Hingga tahun 2015 novel yang saya kumpulkan dan saya coba untuk evaluasi
sekitar 10. Yang terakhir, judulnya Rindu Terpisah di Raja Ampat yang
ditulis oleh E. Kejora. Belum saya masukan dalam tulisan di Mozaik Kata
karena dalam penyusunan tulisan saya, novelnya belum ada di tangan saya.
Tetapi sekarang dalam proses pembacaan.
Ketika ditanyai ibu Dzikry sebagai moderator, apakah novel-novel yang
dikumpulkannya ditulis oleh perempuan-perempuan Papua. Ummu mengatakan
bahwa:
Satu-satunya perempuan Papua yang saya tahu menulis
adalah Aprilia Wayar. Ia menulis dua novel, yakni mawar hitam Tanpa Akar
dan Dua Perempuan. Yang saya belum tahu saya belum bisa sebut.

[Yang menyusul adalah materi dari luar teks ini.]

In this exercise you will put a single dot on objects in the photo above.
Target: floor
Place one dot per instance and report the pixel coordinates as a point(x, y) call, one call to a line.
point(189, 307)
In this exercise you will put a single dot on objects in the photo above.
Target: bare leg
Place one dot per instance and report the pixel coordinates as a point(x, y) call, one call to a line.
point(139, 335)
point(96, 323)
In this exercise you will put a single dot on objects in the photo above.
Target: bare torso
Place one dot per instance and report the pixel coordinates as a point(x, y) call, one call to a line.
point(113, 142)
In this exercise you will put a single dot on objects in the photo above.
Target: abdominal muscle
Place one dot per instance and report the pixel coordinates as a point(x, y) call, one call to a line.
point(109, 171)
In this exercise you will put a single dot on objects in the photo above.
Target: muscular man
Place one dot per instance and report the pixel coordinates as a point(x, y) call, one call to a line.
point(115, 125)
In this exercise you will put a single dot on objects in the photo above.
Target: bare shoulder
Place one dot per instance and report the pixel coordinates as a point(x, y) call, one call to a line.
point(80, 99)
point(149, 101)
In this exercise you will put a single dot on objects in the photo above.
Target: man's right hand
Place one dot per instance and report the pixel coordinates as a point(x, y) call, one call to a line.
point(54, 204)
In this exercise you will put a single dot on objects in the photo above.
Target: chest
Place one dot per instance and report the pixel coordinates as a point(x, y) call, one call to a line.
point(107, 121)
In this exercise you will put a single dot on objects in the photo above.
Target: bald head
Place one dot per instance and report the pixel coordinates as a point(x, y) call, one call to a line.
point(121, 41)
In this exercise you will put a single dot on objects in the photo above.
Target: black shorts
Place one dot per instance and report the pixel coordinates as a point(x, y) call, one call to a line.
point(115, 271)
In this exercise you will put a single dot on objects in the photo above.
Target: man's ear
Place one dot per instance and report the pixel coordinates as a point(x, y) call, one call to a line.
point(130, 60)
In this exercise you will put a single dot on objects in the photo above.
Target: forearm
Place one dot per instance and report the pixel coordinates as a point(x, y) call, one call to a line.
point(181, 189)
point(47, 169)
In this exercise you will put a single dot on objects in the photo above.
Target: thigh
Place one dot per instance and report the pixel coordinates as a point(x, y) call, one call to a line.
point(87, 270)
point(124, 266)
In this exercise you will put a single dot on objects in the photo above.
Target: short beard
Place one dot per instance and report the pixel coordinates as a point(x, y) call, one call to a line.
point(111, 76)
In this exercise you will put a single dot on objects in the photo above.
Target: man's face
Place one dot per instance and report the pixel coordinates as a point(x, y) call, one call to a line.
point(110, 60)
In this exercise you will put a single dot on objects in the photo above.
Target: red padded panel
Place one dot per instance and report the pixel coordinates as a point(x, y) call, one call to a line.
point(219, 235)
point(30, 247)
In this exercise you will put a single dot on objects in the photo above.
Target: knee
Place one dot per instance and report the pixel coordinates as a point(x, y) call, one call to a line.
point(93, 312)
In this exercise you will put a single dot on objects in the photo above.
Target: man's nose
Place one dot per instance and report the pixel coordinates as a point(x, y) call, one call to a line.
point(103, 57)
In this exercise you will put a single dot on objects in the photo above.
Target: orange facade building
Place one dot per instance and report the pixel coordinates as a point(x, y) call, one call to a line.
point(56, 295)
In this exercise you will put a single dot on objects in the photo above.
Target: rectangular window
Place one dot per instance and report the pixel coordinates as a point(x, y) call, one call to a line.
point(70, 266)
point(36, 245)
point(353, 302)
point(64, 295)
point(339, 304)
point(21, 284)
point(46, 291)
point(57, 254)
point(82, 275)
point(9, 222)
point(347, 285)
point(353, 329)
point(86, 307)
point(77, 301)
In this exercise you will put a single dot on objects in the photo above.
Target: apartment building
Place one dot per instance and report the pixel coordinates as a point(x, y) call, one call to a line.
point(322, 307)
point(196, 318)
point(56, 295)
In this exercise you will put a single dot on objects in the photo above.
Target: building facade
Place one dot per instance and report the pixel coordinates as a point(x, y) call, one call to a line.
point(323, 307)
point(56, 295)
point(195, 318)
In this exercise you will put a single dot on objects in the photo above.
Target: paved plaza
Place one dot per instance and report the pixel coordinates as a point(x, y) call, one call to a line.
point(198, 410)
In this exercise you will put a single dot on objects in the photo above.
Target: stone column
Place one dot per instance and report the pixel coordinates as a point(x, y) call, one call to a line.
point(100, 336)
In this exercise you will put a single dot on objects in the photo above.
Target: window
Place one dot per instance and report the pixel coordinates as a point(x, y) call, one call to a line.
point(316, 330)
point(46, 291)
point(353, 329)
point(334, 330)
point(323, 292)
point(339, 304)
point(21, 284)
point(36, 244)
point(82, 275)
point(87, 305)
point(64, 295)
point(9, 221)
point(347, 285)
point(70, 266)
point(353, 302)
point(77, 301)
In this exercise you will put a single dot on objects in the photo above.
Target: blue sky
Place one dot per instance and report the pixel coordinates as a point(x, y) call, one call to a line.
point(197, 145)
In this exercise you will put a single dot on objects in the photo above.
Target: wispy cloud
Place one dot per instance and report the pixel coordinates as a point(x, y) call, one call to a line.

Sekolah Menulis Papua sebagai komunitas independen berusaha
menerbitkan buku karya bersama minimal dua buku dalam setahun. Buku-buku
tersebut diharapkan dapat menjadi rekam jejak perkembangan literasi di
Papua, khususnya di kota Jayapura. Meski demikian menurut ibu Dzikry,
salah satu tantangan terbesar adalah merekrut teman-teman asli Papua
untuk turut bergabung dan belajar menulis bersama. Beberapa orang pernah
ikut diskusi reguler dua atau tiga kali pertemuan tetapi tidak bisa
konsisten. Mereka non aktif sebelum melahirkan satu tulisan pun bersama
SMP. Harapan kami, kelak akan lahir banyak penulis dari Papua yang akan
menceritakan pandangan dunia mereka dengan cara mereka sendiri.